E’ evidente che nella prima categoria si possono ascrivere la quasi totalità dei giornalisti dei grandi media, il cui lavoro è ovviamente quello di assecondare e difendere il potere costituito, e che di conseguenza non potevano tenere un comportamento diverso; persone che tengono famiglia, in altre parole.
La reazione più interessante, tuttavia, è quella del terzo gruppo.
Si tratta di persone che in generale hanno ritenuto valida la versione offerta dal governo statunitense a proposito della tragedia dell’11 Settembre, ma che si sono rese conto che avvallare anche il ridicolo resoconto riguardante la morte di Bin Laden sarebbe stato un insulto alla propria intelligenza, dal momento che il racconto risultava troppo grottesco per essere creduto da una persona mediamente razionale.
In quest’ultimo gruppo si ripresentava spesso, quale introduzione ai propri ragionamenti, una premessa emblematica: “non sono un cospirazionista, ma…”
Ecco quindi che, ancora una volta, si ripropone la solita questione, trita e ritrita: ma chi sarebbe, un cospirazionista?
E’ bene chiarire subito un aspetto: il “cospirazionismo”, per come lo intendono coloro che usano tale termine in modo spregiativo, non esiste, o per meglio dire, è fenomeno assai raro, e molto circoscritto.
Chi usa questa espressione per dissociarsi da esso ha in mente una serie di qualità ben precise: il cospirazionista sarebbe colui che in ogni avvenimento che succede intorno a lui vede un complotto, colui che crede a tutte le teorie della cospirazione che prolificano nella rete.
L’11 settembre è stato un auto attentato, i reali del pianeta sono dei rettili, gli aerei sopra di noi ci stanno avvelenando con le scie chimiche, Elvis è ancora vivo, gli alieni controllano il mondo, la massoneria è una creazione dei gesuiti: il cospirazionista, secondo costoro, crede a tutto questo, e a molto ancora, a patto che si tratti di teorie che contrastano con le versioni ufficiali; basta inoltre che una persona accenni un dubbio anche su una sola di tali questioni ed ecco che automaticamente egli abbraccia anche tutte le altre.

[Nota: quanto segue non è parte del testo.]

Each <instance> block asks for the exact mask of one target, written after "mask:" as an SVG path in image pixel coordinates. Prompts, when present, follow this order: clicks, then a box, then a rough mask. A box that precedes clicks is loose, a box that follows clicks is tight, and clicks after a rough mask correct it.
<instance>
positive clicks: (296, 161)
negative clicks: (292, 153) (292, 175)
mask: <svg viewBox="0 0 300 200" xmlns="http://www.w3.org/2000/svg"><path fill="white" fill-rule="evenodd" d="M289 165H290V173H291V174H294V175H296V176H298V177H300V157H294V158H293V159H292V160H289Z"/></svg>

Ecco spiegato il mettere avanti le mani da parte delle persone facenti parti del terzo gruppo: il loro è un desiderio di chiarire che il fatto che nutrano dei dubbi sull’operazione americana in Pakistan non significa che siano convinti che nell’Area 51 si sezionino cadaveri di alieni.
Tale atteggiamento è molto interessante, ed è il risultato di un pesante condizionamento che ha avuto inizio sin da quando le prime domande e le prime versioni “alternative” hanno iniziato a comparire su internet.
Se c’è un modo, infatti, per screditare coloro che si pongono domande legittime su fatti poco chiari della storia passata e recente è l’inserirli in un grande calderone largamente disomogeneo e ad esso affibbiare una etichetta degradante: nacque così il gruppo dei “complottisti”, vittime di quel “cospirazionismo” che autorevoli studiosi e pensatori si sono addirittura affrettati nel descrivere quale “disturbo”, una sorta di malattia mentale da cui occorre stare all’erta.
Il rischio di entrare a far parte di questa triste categoria ha fatto sì che molte persone, che in altre circostanze si sarebbero poste delle domande su alcuni episodi poco chiari, abbiano rifiutato a priori qualsiasi disamina che andasse oltre le “versioni ufficiali”.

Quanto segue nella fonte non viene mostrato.